Święta Czwórca
Na wstępie zaznaczę, że kocham MCU i tak dalej, ale ogólnie to ogromną miłością darzę Deadpoola w wykonaniu Ryana Reynoldsa i od ponad pół roku chyba chodzi mi pomył o Deadpoolu, aż wpadłam na genialny, by go połączyć z MCU. xD
*ok to pora na śmianie się*
Zacznijmy normalnie. Mamy sobie MCU, bez Thanosa, traum i dram, czyli Sama, radosnego Bucky'ego - czy po terapiach, czy przed, do własnej interpretacji póki co, po prostu Bucky jest radosnym człowiekiem, tak samo Wilson. To są po prostu bff - no ale nie tak prosto.
Nasz Balcon ma dwa problemy. W sensie Sam ma jeden, a Bucky ma drugi.

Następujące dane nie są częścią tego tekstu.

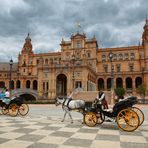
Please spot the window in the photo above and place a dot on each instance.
(120, 56)
(37, 61)
(131, 67)
(89, 55)
(126, 56)
(78, 84)
(132, 56)
(78, 44)
(118, 67)
(105, 67)
(115, 57)
(46, 61)
(103, 58)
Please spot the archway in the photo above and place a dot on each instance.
(35, 85)
(109, 83)
(100, 83)
(28, 84)
(138, 81)
(128, 83)
(28, 97)
(2, 84)
(18, 84)
(61, 85)
(119, 82)
(12, 84)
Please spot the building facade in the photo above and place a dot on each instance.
(81, 63)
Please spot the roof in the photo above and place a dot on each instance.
(6, 66)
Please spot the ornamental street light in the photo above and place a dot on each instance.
(10, 81)
(112, 77)
(73, 77)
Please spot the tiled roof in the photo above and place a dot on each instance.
(90, 95)
(6, 66)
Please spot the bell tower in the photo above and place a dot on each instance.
(27, 48)
(24, 58)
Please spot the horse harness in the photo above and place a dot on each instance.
(66, 104)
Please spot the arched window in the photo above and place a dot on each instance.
(138, 81)
(109, 83)
(46, 61)
(132, 56)
(28, 84)
(35, 84)
(100, 83)
(128, 83)
(126, 56)
(120, 56)
(18, 84)
(119, 82)
(103, 58)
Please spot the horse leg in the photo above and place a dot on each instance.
(70, 115)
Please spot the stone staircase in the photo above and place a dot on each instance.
(89, 96)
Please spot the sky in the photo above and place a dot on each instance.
(115, 23)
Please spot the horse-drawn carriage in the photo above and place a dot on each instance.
(128, 118)
(13, 106)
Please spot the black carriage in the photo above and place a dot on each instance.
(14, 106)
(127, 117)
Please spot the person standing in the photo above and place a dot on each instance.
(101, 97)
(7, 94)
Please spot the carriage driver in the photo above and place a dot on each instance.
(101, 97)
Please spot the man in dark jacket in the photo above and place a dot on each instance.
(101, 97)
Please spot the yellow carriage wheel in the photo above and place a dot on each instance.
(90, 119)
(4, 110)
(13, 109)
(127, 120)
(23, 109)
(139, 113)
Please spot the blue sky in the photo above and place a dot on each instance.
(115, 23)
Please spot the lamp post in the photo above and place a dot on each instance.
(73, 77)
(10, 82)
(112, 77)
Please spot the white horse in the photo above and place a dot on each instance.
(69, 104)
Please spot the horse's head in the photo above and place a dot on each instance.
(59, 100)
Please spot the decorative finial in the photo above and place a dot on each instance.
(78, 26)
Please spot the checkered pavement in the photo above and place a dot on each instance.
(34, 131)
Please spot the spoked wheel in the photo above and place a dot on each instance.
(90, 119)
(4, 110)
(128, 120)
(23, 109)
(100, 117)
(13, 109)
(140, 114)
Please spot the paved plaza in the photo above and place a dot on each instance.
(47, 131)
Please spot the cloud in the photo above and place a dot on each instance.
(114, 23)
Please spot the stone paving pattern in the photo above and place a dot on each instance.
(36, 131)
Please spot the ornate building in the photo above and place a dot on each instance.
(81, 63)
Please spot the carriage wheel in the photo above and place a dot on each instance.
(23, 109)
(140, 114)
(128, 120)
(13, 109)
(4, 110)
(101, 117)
(90, 119)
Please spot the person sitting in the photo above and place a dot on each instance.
(101, 97)
(7, 97)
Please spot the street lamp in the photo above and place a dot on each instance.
(10, 82)
(112, 77)
(73, 77)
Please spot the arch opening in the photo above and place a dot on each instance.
(61, 85)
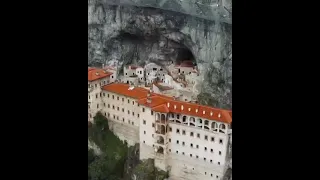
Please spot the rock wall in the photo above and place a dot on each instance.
(127, 34)
(125, 132)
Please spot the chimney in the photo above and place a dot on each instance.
(149, 97)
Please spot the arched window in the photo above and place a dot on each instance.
(222, 128)
(184, 119)
(163, 117)
(214, 126)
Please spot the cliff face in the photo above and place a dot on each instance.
(128, 34)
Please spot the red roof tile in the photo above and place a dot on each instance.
(162, 103)
(123, 89)
(162, 108)
(95, 74)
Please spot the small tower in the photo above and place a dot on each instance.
(149, 95)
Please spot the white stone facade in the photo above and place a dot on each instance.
(188, 146)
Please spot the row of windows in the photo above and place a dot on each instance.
(117, 117)
(197, 146)
(144, 123)
(205, 159)
(122, 109)
(198, 135)
(118, 98)
(101, 83)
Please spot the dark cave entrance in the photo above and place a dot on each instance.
(184, 54)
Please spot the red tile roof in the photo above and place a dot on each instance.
(123, 89)
(162, 103)
(162, 108)
(185, 64)
(95, 74)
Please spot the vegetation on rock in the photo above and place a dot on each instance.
(110, 164)
(117, 161)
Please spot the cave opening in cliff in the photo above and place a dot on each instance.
(184, 54)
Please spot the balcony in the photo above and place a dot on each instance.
(90, 89)
(159, 140)
(162, 121)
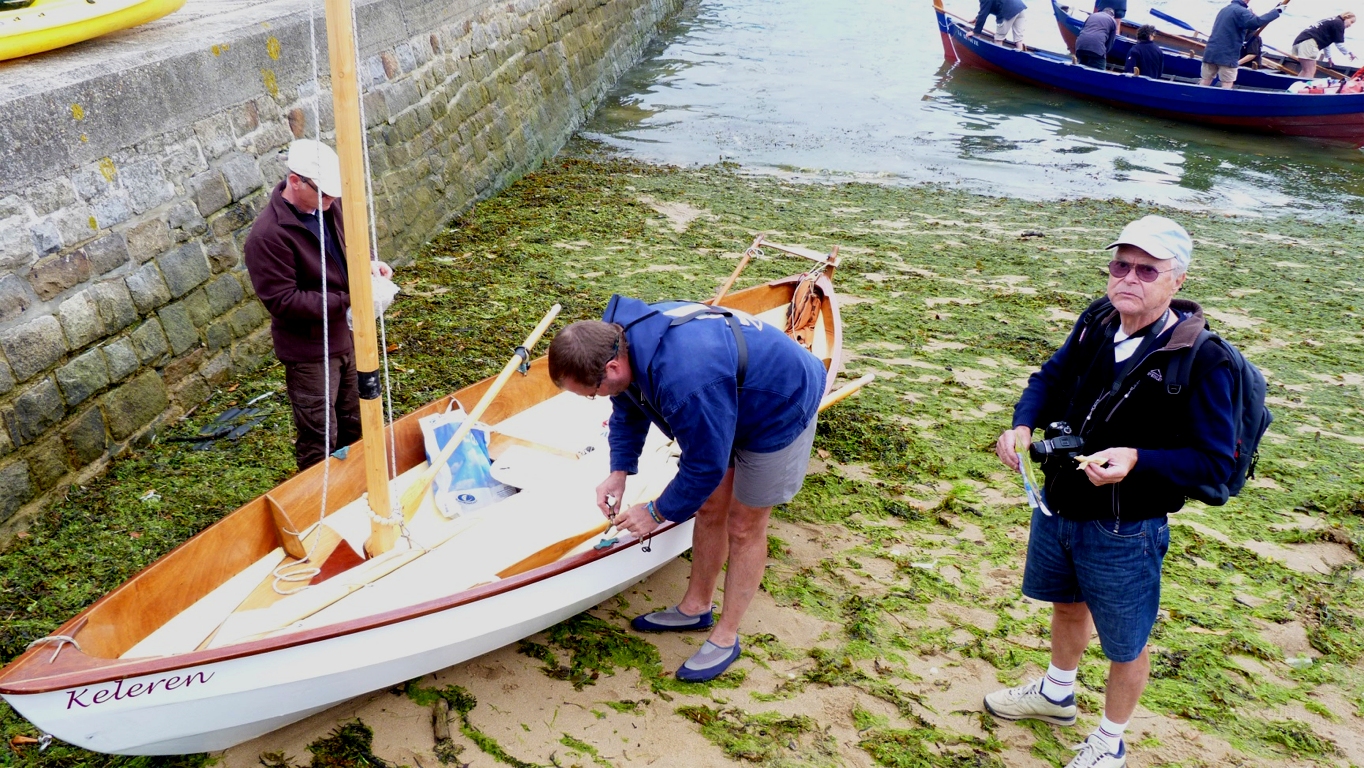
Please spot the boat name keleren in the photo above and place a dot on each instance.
(117, 693)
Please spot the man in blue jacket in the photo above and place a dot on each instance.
(1008, 15)
(1098, 540)
(1222, 55)
(741, 400)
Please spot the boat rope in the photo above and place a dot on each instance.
(62, 640)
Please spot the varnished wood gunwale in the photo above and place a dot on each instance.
(162, 589)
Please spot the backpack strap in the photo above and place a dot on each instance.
(1181, 366)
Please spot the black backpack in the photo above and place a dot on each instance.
(1250, 415)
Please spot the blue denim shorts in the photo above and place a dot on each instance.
(1116, 573)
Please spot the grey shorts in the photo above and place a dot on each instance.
(768, 479)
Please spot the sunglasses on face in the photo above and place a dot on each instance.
(1146, 273)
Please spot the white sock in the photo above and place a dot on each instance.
(1059, 684)
(1110, 734)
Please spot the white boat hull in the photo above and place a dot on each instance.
(217, 705)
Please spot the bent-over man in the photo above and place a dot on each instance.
(284, 259)
(741, 400)
(1098, 557)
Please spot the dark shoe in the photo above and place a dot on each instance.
(673, 619)
(708, 663)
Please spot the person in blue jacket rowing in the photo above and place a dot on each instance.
(741, 400)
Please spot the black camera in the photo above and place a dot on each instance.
(1057, 442)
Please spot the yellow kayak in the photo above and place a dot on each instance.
(44, 25)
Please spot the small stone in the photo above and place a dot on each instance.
(33, 347)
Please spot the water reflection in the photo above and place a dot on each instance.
(860, 90)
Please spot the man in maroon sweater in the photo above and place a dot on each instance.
(284, 259)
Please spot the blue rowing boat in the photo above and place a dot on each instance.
(1181, 55)
(1336, 117)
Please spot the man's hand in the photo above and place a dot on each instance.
(636, 520)
(611, 489)
(1119, 464)
(1004, 446)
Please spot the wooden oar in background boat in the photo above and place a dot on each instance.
(412, 497)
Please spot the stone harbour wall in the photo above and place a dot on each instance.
(130, 180)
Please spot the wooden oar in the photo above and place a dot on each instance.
(838, 396)
(416, 491)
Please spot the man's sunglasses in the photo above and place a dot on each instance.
(308, 182)
(1146, 273)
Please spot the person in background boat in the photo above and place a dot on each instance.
(1315, 40)
(1145, 57)
(284, 259)
(1008, 14)
(1095, 40)
(1222, 53)
(1119, 7)
(1097, 557)
(744, 418)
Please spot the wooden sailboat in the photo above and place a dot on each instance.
(201, 652)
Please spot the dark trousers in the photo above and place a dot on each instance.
(311, 403)
(1091, 60)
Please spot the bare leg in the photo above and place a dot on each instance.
(1071, 628)
(709, 549)
(1125, 684)
(748, 559)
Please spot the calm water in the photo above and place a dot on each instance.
(858, 89)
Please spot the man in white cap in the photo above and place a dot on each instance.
(1100, 534)
(284, 259)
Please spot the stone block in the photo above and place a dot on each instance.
(147, 288)
(210, 193)
(34, 412)
(112, 209)
(201, 313)
(86, 438)
(149, 341)
(135, 404)
(224, 293)
(147, 239)
(146, 184)
(33, 347)
(224, 255)
(242, 175)
(247, 318)
(179, 328)
(81, 319)
(15, 489)
(107, 254)
(83, 377)
(14, 298)
(48, 463)
(122, 358)
(115, 304)
(184, 268)
(184, 217)
(55, 274)
(15, 242)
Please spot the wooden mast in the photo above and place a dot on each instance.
(345, 104)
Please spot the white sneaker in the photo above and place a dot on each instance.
(1093, 753)
(1029, 703)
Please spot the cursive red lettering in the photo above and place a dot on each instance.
(74, 697)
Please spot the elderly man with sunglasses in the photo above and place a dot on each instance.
(741, 400)
(1100, 534)
(284, 259)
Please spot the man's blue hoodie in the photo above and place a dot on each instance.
(685, 381)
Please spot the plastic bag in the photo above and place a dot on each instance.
(465, 483)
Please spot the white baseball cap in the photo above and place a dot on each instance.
(319, 163)
(1160, 238)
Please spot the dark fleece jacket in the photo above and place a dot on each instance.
(283, 259)
(1183, 439)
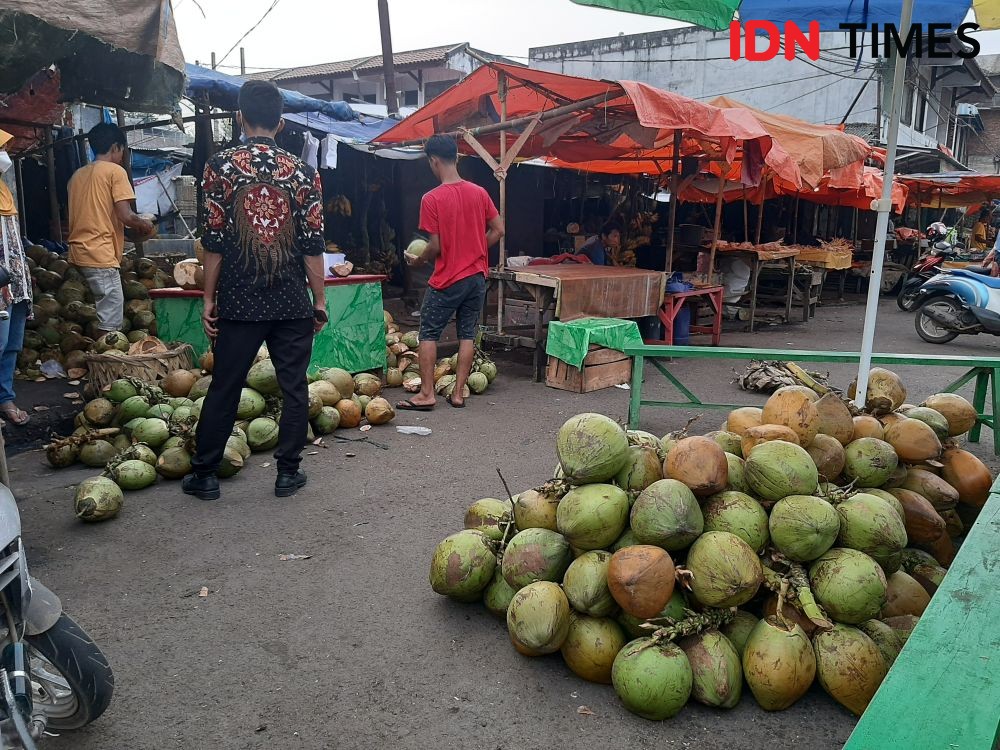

Tak więc Sam Wilson chce się "zabić", bo jego daleki kuzyn zapowiedział się, że wpada do Nowego Jorku i ten ma go przygarnąć, i że nie ma innej opcji. A Sam do tej pory pamięta kłopotliwego Wyde'a, który zwalał wszystko na Sama. Ogólnie Falcon średnio wierzy w jego przybycie do Nowego Jorku, ale faktycznie Wade Wilson odwiedza naszego Wilsona. I cóż, Sam, mimo kręcenia nosem, od razu łapie falę ze zrytym psychicznie Wadem, i jak się okazuje, Deadpoolem, który ma również problem fizyczny z poparzeniem. Rzecz jasna Falcon ma jego twarz gdzieś, po prostu Wade i on to soulmates na 200%, co weryfikują po dniu przebywania ze sobą.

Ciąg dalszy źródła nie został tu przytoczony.